Huzurdaki davada uyuşmazlığın; kiralama sözleşmesinden kaynaklı kira bedelinin tahsili amacı ile başlatılan icra takibine davalı yanın itirazının haklı olup olmadığı noktasında toplandığı anlaşılmıştır. Mahkememizce yürütülen yargılama sırasında uyuşmazlığın taraflar arasında yapılan emtia kiralama sözleşmesinden kaynaklandığı ve uyuşmazlığın çözümünde kira sözleşmesi hükümlerinin uygulanacağı anlaşıldığından, anılı kanuni düzenlemeler gereğince iş bu dava kapsamında Sulh Hukuk Mahkemeleri’nin görevli olduğu, (Yargıtay 3 . Hukuk Dairesi’nin 2017/3322 esas, 2018/6389 karar sayılı ilamında da belirtildiği üzere) anlaşılmakla; HMK’nın 114/1-c ve HMK’nın 115/2 maddesi uyarınca davanın usulden reddine dair aşağıdaki şekilde karar vermek gerekmiştir.

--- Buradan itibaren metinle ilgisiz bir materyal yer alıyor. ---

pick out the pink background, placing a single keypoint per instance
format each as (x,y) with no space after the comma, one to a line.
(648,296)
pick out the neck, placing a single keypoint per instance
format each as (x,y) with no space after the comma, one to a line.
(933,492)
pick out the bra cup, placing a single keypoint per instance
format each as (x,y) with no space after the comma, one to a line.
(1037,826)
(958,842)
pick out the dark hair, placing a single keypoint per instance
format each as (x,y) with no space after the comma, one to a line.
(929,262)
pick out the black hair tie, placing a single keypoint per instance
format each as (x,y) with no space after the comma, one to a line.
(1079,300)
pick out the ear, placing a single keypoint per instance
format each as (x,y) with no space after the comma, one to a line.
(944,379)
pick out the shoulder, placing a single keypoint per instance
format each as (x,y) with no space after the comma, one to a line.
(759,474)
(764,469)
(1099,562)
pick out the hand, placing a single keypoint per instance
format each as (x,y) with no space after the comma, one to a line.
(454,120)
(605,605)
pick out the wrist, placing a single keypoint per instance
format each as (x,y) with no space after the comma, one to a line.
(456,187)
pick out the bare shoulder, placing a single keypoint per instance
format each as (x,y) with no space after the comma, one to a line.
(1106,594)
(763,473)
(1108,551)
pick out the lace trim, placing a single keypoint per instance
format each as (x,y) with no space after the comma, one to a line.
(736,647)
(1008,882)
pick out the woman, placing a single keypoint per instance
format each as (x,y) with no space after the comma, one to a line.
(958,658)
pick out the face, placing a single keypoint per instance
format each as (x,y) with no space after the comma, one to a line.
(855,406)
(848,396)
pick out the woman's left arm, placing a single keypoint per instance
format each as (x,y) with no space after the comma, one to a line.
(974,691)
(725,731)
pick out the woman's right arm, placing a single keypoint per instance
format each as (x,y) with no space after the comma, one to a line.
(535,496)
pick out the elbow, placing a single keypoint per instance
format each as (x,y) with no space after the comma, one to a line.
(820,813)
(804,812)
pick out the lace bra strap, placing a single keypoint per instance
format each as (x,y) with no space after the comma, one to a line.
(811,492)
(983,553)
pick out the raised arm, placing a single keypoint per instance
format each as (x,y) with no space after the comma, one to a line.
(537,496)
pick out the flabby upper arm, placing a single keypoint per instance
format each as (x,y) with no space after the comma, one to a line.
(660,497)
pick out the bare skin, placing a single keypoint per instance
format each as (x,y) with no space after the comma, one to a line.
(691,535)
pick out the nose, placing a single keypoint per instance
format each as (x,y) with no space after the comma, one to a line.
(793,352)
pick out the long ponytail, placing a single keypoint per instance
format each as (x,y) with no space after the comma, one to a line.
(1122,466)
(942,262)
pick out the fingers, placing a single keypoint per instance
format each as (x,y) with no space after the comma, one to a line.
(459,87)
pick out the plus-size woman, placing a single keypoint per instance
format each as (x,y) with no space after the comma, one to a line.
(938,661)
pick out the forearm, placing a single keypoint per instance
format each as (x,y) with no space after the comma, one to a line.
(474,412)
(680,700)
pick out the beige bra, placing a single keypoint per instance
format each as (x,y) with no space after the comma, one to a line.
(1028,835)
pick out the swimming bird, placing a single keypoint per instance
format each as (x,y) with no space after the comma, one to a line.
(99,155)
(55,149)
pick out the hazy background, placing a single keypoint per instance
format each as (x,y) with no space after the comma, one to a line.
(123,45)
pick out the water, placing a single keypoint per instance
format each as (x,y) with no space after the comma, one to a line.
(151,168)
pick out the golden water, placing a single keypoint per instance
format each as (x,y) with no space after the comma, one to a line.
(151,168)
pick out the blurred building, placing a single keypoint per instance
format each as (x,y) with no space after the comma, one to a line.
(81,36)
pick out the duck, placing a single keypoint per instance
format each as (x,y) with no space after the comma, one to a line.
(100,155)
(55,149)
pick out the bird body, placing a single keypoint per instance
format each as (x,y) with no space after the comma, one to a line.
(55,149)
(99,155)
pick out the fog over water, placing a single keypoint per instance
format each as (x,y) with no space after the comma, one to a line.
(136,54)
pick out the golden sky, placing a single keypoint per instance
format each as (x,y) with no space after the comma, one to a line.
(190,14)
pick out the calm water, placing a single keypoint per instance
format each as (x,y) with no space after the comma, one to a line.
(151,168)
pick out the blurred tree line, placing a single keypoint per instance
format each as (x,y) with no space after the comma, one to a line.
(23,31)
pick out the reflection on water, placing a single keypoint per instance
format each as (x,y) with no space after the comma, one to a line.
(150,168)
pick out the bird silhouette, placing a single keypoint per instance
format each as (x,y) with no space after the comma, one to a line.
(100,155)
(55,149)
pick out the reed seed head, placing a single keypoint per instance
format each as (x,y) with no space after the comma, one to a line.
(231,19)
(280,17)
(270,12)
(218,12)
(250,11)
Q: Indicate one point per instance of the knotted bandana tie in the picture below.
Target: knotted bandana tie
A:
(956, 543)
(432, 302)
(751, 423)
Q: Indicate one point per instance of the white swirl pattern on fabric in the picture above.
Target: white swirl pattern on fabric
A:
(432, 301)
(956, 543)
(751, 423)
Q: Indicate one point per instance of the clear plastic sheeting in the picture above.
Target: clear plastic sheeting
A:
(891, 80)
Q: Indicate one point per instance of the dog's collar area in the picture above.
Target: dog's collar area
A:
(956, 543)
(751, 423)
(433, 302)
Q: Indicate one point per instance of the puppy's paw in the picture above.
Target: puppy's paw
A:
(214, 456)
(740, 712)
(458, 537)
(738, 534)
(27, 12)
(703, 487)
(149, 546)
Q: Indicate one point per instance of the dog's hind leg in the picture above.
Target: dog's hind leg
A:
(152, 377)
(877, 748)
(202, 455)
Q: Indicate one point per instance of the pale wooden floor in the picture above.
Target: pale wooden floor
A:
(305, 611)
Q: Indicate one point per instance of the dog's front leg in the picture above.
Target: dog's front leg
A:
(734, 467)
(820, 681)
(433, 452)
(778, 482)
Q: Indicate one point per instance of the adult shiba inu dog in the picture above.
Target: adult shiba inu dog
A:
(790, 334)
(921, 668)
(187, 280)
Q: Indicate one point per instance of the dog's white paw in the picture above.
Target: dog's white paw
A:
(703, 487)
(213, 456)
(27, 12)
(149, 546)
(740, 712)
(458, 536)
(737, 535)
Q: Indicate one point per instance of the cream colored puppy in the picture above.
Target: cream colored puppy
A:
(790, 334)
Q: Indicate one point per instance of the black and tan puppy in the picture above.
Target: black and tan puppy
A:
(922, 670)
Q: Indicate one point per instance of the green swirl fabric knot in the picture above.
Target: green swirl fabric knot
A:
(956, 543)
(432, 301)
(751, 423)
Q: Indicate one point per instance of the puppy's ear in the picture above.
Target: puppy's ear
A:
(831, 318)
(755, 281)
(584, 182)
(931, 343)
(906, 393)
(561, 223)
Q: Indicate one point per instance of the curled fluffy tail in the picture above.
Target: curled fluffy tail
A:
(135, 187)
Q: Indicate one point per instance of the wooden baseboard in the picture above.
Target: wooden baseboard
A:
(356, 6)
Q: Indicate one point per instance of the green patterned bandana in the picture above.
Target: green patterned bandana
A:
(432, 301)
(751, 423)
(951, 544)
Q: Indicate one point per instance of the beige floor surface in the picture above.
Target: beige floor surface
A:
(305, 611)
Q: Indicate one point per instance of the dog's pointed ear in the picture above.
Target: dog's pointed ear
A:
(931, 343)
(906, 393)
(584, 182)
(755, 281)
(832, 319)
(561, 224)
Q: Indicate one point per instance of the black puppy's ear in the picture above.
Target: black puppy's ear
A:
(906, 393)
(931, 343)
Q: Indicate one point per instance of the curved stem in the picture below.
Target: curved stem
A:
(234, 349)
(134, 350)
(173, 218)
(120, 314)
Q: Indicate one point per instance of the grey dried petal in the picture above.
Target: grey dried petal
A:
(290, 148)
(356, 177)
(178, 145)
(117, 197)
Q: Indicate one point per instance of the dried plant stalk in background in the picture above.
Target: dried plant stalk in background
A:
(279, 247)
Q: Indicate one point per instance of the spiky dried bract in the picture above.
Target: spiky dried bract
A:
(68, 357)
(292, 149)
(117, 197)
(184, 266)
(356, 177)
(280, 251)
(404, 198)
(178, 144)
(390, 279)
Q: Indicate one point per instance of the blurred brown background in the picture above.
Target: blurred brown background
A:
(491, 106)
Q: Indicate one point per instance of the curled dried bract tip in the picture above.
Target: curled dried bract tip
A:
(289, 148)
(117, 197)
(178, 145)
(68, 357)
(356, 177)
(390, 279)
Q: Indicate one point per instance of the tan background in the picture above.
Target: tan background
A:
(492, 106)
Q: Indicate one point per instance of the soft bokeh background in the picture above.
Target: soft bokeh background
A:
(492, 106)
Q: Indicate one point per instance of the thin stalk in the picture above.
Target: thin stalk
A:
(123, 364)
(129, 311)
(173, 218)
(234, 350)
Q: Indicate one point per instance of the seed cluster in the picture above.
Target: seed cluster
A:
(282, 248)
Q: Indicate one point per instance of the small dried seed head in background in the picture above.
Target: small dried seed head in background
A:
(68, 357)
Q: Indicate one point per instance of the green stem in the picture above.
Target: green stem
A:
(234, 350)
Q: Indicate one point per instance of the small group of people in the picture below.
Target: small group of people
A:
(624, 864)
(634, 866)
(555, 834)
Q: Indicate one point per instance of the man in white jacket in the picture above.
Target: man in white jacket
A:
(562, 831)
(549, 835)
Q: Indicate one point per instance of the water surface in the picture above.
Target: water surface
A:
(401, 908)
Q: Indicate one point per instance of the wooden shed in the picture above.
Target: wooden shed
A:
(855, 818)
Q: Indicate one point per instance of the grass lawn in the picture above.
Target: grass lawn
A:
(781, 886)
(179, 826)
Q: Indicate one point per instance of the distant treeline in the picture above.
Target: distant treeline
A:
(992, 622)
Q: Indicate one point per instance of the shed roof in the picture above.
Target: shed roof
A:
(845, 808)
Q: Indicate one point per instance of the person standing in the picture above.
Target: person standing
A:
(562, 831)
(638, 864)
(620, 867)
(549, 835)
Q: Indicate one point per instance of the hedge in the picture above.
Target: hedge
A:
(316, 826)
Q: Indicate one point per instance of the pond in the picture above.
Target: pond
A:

KARAR: Gerekçesi açıklandığı üzere;
1-Mahkememizin görevsizliği nedeniyle dava şartı yokluğundan davanın usulden reddine,
2-Kararın istinaf yoluna başvurulmaksızın kesinleşmesine müteakip bu tarihten itibaren istinaf yoluna başvurulması ve istinaf talebinin reddinin kesinleşmesine müteakip iki haftalık süre içinde talep halinde dosyanın görevli İstanbul Sulh Hukuk Mahkemesi’ne gönderilmesine, süresi içinde gönderilme başvurusunun olmaması halinde davanın açılmamış sayılacağına karar verileceğine,
3-HMK nın 331. Maddesi uyarınca harç ve yargılama giderlerinin görevli mahkemece değerlendirilmesine,
4-Dosyanın kanuni süresi içinde gönderilmemesi durumunda talep halinde yargılama gideri ve vekalet ücretinin mahkememizce karara bağlanmasına,
Dair, davacı vekilinin yüzüne karşı, gerekçeli kararın tebliğinden itibaren iki haftalık süre içinde mahkememize verilecek ya da gönderilecek dilekçe ile İstanbul Bölge Adliye Mahkemesi nezdinde istinaf kanun yolu açık olmak üzere verilen karar açıkça okunup usulen anlatıldı.23/01/2019

Katip …

Hakim …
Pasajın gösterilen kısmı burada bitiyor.